Sampson, D-Brooklyn, made his comments at a rally organized in part by the Rev. Al Sharpton’s National Action Network, is making a bid to bring the five-member Independent Democratic Conference back to the fold while removing himself publicly as an excuse or impediment to not reach a deal.
“This is bigger than me,” he said. “This bigger than my colleagues, because it is the people’s agenda. And brothers and sisters, I understand that. I will not be an impediment for us to get the majority. So I’m telling you, I’m going to work hard from now until the time we go into session to get us back the majority. And when we get back the majority… when we get back the majority, I will step down and not be a majority leader, understanding this is bigger than me.”Eric Soufer, a spokesman for the IDC, wouldn’t comment this morning on Sampson’s statement.
Update: Klein released a statement late Saturday afternoon.
“I am committed to governing with all of those who are serious about advancing a legislative agenda that helps and serves all New Yorkers,” he said.
The IDC announced this week it would form a governing coalition with Senate Republicans that would allow both sides to share power in the chamber.

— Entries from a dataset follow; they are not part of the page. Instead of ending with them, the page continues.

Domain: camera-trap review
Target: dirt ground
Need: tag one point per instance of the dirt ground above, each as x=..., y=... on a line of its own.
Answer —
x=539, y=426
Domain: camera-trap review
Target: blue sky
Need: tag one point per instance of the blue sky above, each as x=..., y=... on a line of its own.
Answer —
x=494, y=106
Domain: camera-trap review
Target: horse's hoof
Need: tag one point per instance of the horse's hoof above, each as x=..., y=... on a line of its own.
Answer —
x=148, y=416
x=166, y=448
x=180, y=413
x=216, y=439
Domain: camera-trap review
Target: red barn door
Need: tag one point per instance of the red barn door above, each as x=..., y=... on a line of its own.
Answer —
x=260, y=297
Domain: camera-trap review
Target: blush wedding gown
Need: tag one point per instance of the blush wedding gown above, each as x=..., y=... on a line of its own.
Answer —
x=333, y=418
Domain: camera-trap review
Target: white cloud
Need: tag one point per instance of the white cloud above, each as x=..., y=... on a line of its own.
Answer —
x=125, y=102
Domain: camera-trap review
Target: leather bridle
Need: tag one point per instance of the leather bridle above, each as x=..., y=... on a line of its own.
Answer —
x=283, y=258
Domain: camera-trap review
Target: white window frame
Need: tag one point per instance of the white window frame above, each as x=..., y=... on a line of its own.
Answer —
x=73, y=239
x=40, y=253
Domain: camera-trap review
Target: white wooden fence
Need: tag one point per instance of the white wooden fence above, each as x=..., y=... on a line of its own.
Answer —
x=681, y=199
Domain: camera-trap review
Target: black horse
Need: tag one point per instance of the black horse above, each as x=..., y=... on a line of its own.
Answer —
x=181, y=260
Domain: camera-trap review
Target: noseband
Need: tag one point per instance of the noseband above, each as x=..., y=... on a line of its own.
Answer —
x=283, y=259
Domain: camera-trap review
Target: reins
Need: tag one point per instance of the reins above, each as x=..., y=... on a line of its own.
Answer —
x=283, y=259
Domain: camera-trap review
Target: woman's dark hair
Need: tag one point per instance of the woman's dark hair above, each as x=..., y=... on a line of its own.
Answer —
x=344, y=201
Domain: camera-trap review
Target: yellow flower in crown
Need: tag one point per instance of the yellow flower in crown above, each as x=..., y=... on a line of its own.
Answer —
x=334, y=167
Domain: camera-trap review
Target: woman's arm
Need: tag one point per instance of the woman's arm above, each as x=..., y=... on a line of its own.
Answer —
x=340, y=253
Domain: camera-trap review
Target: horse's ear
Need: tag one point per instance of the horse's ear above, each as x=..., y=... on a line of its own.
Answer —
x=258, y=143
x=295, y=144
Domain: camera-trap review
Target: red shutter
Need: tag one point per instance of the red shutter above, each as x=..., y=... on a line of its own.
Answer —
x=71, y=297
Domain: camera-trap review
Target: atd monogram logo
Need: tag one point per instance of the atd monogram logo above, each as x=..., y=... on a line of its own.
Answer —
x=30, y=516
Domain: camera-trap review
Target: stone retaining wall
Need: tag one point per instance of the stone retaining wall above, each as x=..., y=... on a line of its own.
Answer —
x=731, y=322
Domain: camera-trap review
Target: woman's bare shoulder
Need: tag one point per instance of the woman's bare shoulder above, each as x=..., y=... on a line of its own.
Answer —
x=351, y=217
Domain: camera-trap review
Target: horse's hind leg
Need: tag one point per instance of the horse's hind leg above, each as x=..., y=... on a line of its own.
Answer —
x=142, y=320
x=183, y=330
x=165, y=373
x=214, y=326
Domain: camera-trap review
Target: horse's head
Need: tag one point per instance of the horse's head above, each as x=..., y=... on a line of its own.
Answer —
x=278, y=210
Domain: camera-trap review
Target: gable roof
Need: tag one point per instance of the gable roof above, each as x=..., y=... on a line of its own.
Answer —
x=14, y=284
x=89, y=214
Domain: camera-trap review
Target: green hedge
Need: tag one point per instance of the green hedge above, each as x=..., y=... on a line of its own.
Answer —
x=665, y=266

The Senate coalition faced criticism from minority groups that the agreement essentially concentrate power in the chamber in white lawmakers, shutting out the last vestige of black political leadership in state government (the IDC added a fifth member this week, Sen. Malcolm Smith, the former majority leader of the Senate and the first black leader of the chamber).
But the feelings from black lawmakers are raw.
Sen. Ruth Hassell-Thompson, a black lawmaker from Mount Vernon who said she’s interested in becoming Democratic leader of the Senate, said at the rally today that Gov. Andrew Cuomo’s desire for a “New Democratic Party” is one led by whites.